BusyLimeZebra · 30/06/2025 20:57

Shelby2010 · 29/06/2025 22:20

I vote that you let her go, otherwise it’s going to backfire on you massively. Especially as you already said yes. However I would put 2 conditions on it:

  1. He gives you the money for the fine up front.
  2. He agrees to swap some days so you don’t spend so long not seeing her.
It’s also fairly obvious that he hasn’t changed the dates because he doesn’t want to take all 3 kids with him. I imagine it would make the campervan very crowded.

I will be asking for this once we are at mediation (if he agrees to go). I just can’t tolerate how he speaks to me and how he has blamed me for all of this, so mediation is the only option!

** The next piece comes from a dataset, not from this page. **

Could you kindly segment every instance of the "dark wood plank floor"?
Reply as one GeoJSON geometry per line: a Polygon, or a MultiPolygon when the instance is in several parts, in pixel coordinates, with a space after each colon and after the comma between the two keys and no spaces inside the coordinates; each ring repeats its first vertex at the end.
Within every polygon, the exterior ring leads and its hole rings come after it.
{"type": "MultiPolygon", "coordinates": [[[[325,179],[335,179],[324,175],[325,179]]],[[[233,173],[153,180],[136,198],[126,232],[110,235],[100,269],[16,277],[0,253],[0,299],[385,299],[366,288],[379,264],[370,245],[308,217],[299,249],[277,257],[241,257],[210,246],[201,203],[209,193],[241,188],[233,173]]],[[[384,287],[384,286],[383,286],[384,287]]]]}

Just to add, the only reason he won’t change the dates is because that’s the week his friends are there (they have no kids and my daughter doesn’t know them). This is a hiking / climbing trip and that’s what he is meeting them for. He isn’t even against the boys coming - the van is huge as he converted it himself, with enough space for them, but he has said if he changes the dates to accommodate the kids then they can’t see their adult friends.

OP posts:
pollymere · 01/07/2025 11:09

Um. The other DD should also be in school... How is he planning to avoid the horrendous fines for that? I imagine the Court would not be amused that he thinks it's acceptable for children to miss the first week of school.

Sometimes doing the right thing feels crap. Your DD needs to realise that you love her by being responsible. This means she can trust you to keep her safe. Although Dad wants to whisk away in a camper, it's very irresponsible because it's during school time, in a campervan, so he can visit his friends which will actually be very boring. He is romanticising the trip to get free entertainment for the other DD on an otherwise dull trip. He is being emotionally manipulative to both you and your DD.

PassingStranger · 01/07/2025 11:59

Have they all been away before?
Does your daughter want to miss the start of term, do you want her too? Will he pay the fine upfront?

The fact he's blocked you is a worry. Not of it seems to have been planned with her in mind.
Three weeks is a long time also not to see her.
To agree you and your daughter have got to be comfortable with everything.
It's not a problem changing your individual BTW when you have thought things through. Your the mum and main carer.

PissedOff2020 · 02/07/2025 10:47

How long is the trip? If less than 5 days off school don’t worry about the fine as it won’t happen. If it’s more can you compromise and get him return early to avoid the fine? Even if just by the skin of your teeth, like 4.5 days off.

The first few days of terms won’t matter for year 5. I’m taking my kids out at the start for the first time ever this year, they’ll be year 6 and year 9. My husband just had major surgery and we can’t go before, but it’s been a majorly difficult year due and we need a holiday to celebrate his recovery. They’re meant to go back on the Wednesday, they’ll go back the following Monday - 3 days each, so 6 session.

Ivyanna · 03/07/2025 11:45

Asides from all the other issues between saying yes or no I personally would want to consider the impact of her to missing first week of school when friendships are restablished after 6weeks apart, new teacher, routines etc especially for year 5 girl where hormones and emotions can be a real challenge.

MrsSunshine2b · 03/07/2025 13:56

I don't think you're being unreasonable, your objections are fair.

However, I would let her go as you've already said she can go and she's obviously excited.

If it's only for 2 nights, there won't be a fine- fines only apply for 5 days or more.

I'd also say that from now on, now term time holidays.